Try the Burgen brand Linseed and Soya bread ( from Tescos/Sainsburys/Morrisons/etc)

Have you had your blood sugars tested ?


----------



## Kovu (17 Aug 2007)

No I've never had them tested, it's never been a problem. But after a steady rate that was pretty much consitent the whole round, I think i got back, and had my cornflakes and they just tasted dry and horrible in my mouth, which I was a bit concerned about but at the time i thought it was just down to having done exercise, but I wasnt overly sure afterwards. 

There ASDA's own brand if that would make any difference i dont think it would though, would it? There the only brand i like though, I don't like Kellogs particularly. 

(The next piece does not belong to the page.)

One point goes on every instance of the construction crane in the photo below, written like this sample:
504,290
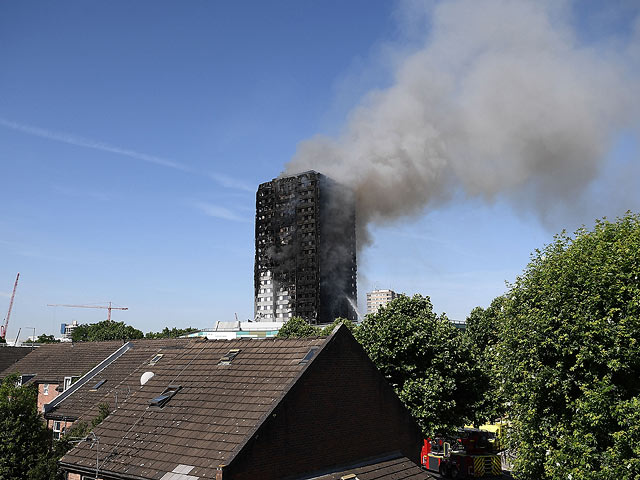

Its not to lose wieght or anything, just to get fitter


----------



## LLB (17 Aug 2007)

Sorry Kovu, the question was for Blonde as she mentioned a special diet to lower the risk of infection. Diabetics (or pre diabetics) are prone to all sorts of stuff as the body's mechanism for blood sugar control is a bit dodgy and this can knock on in many other areas without its own direct symptoms being a problem.

Kovu, Try eating flapjacks a few minutes before the ride - syrup for an instant hit to give you a lift and oats for slow release once you start getting into the rhythm of the ride itself !


----------



## col (18 Aug 2007)

Elmer Fudd;43589][quote name= said:


> ......strenu strenou er hard exercise.......


strenuous [/QUOTE]


Ta


----------



## Blonde (20 Aug 2007)

When I got ill in summer 2006, I at first ignored it hoping it would go away. Then in March this year I began having tests for everything known to humankind. I am not diabetic. The low blood sugar was due to Candida. Now that it has begun to clear up off and on the bike I am much better. I dont get cold, shaky, irratable, faint etc between meals anymore. I dont get jaundice and the aching joints have nearly gone. 

Yesterday I did a hilly 200k in North yorkshire (including Buttertubs Pass and Tan Hill) and whilst I got round in 9 hours including stops, (this is a good time good for me) I also had much less need for food than I used to. I ate one plain baked potato at 10a.m. and a bag of crisps at 12:30, then we had fish and chips at about 6pm after having finished, changed and started off home in the car. This is a huge improvement for me.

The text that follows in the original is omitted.